Every so often, observation, creativity, collaboration and a little bit of luck lead to a scientific breakthrough with the potential of transforming whole scientific fields and ultimately, life as we know it.

The popular genome editing tool CRISPR, short for clustered regularly interspaced short palindromic repeats, is one of these promising scientific innovations. Scientists’ imaginations and the innate versatility of CRISPR have led to the engineering and use of this DNA editing technology in numerous model organisms. Labs across the world are adapting this system to treat human disease, improve and accelerate crop growth, improve livestock and control the spread of pathogens. This breakthrough has certainly given us hope for a better future, but it has also driven us to ask: what’s the catch?

The most well-known genome editing CRISPR system is CRISPR-Cas9, a nucleoprotein complex where Cas9 (CRISPR associated protein 9) is actually the enzyme that “cuts” and edits double-stranded DNA with the help of an RNA sequence. First, Cas9 is guided by an RNA sequence or guide-RNA that directs the enzyme towards the target DNA to be deleted by complementarily binding to a matching sequence in genomic DNA. Then, Cas9 cuts at the specific site leaving double stranded breaks that are mended by the cell’s DNA repair mechanisms.

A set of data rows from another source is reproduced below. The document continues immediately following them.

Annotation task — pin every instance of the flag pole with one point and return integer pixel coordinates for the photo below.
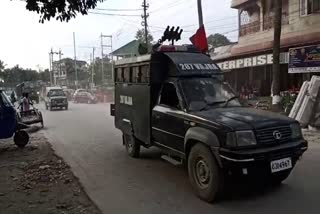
(200, 13)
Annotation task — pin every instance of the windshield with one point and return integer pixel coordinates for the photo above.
(8, 92)
(55, 93)
(4, 99)
(202, 93)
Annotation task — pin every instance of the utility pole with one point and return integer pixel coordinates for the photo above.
(51, 53)
(102, 55)
(50, 67)
(93, 49)
(102, 70)
(200, 13)
(60, 72)
(145, 21)
(275, 87)
(75, 59)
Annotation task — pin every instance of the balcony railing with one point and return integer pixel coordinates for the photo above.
(268, 21)
(250, 28)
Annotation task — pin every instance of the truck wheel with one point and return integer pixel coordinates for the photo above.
(21, 138)
(132, 145)
(204, 173)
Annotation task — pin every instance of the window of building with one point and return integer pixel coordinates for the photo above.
(309, 6)
(126, 74)
(244, 17)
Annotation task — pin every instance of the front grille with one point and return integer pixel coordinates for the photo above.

This extremely powerful technology originated in the late 80s and early 90s from the accidental observation of short palindromic repeats, often assumed to be “junk DNA,” in bacteria and archae. Eventually, scientists realized that CRISPR-Cas acts as an adaptive immune system for bacteria. They figured out that in bacteria, these short palindromic repeats flank genetic elements adopted from invading viruses and plasmids and help eliminate these threatening DNA sequences.

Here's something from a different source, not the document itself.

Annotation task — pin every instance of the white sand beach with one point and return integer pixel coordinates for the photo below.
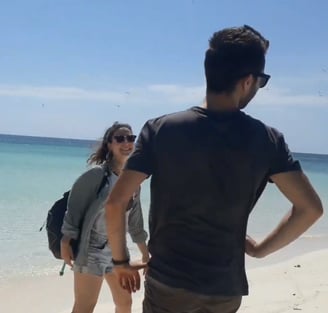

Then, in 2012, biochemist Jennifer A. Doudna and microbiologist Emmanuelle Charpentier figured out how to program CRISPR-Cas9 to edit any desired target sequence in double stranded DNA. Shortly after, in 2013, the first evidence of using CRISPR to edit DNA successfully in eukaryotic cells was found by Feng Zhang and his team at the Massachusetts Institute of Technology.

Characteristics making CRISPR Cas9 so attractive are its mechanical simplicity, its ability to be used in human cells, and the variety of ways it can be used (DNA deletion and insertion, knockouts, transcriptional activation and repression, fusion protein delivery, and epigenetic alteration).

It is not surprising then that CRISPR-Cas9 has been applied many in vitro and in animal models for the study of various incurable and devastating diseases including cystic fibrosis, sickle cell disease, HIV, and heart and metabolic disease.

Scientists have also improved crops using CRISPR technology. Zachary H. Lemmon and his team mutated the genome of Physalis pruinosa or the groundcherry, a sweet fruit grown in Central and South America. The CRISPR-caused mutations in the groundcherry plant resulted in larger fruit and faster shoot flowering. 

Physalis pruinosa or groundcherry

The extensive application of CRISPR in different organisms has not only showcased its potential as a powerful genome editing tool, but it has also revealed different disadvantages of this gene editing tool and how much we still don’t know about how the mechanism.

Ecological implications are now at the forefront of concern for many scientists. Studies trying to eliminate malaria-carrying mosquitoes using CRISPR technology have thrust these apprehensions into the spotlight.

In one specific study, Andrea Crisanti and his team disrupted an intron in the transcript of the doublesex (dsx) gene of malaria-carrying Anopheles gambiae using CRISPR-Cas9 resulting in complete sterility. Then, they designed a gene drive, a way of introducing modified DNA to a few mosquitoes that can be passed on and propagated throughout the population, directed by CRISPR targeting the same gene, dsx. They introduced it into a caged Anopheles gambiae population where it spread rapidly, passed on from one generation to the next, and resulted in female sterility and suppression of the caged population.

Anopheles gambiae

Anopheles gambiae

This approach certainly gives us hope of eliminating malaria, a disease that has killed millions of people around the world, but at what cost? What are the consequences of releasing this CRISPR-based gene drive into the wild and risk eliminating whole mosquito populations? How would ecosystems be affected? Do the pros outweigh the cons?

These and many other questions about the ethical use and regulation of CRISPR technology are emerging every day. The scientific community is specifically concerned with the use of CRISPR in humans. Research groups and companies in the US and other countries are in the process of launching various clinical trials to determine the potential of CRISPR as a therapeutic in human disease.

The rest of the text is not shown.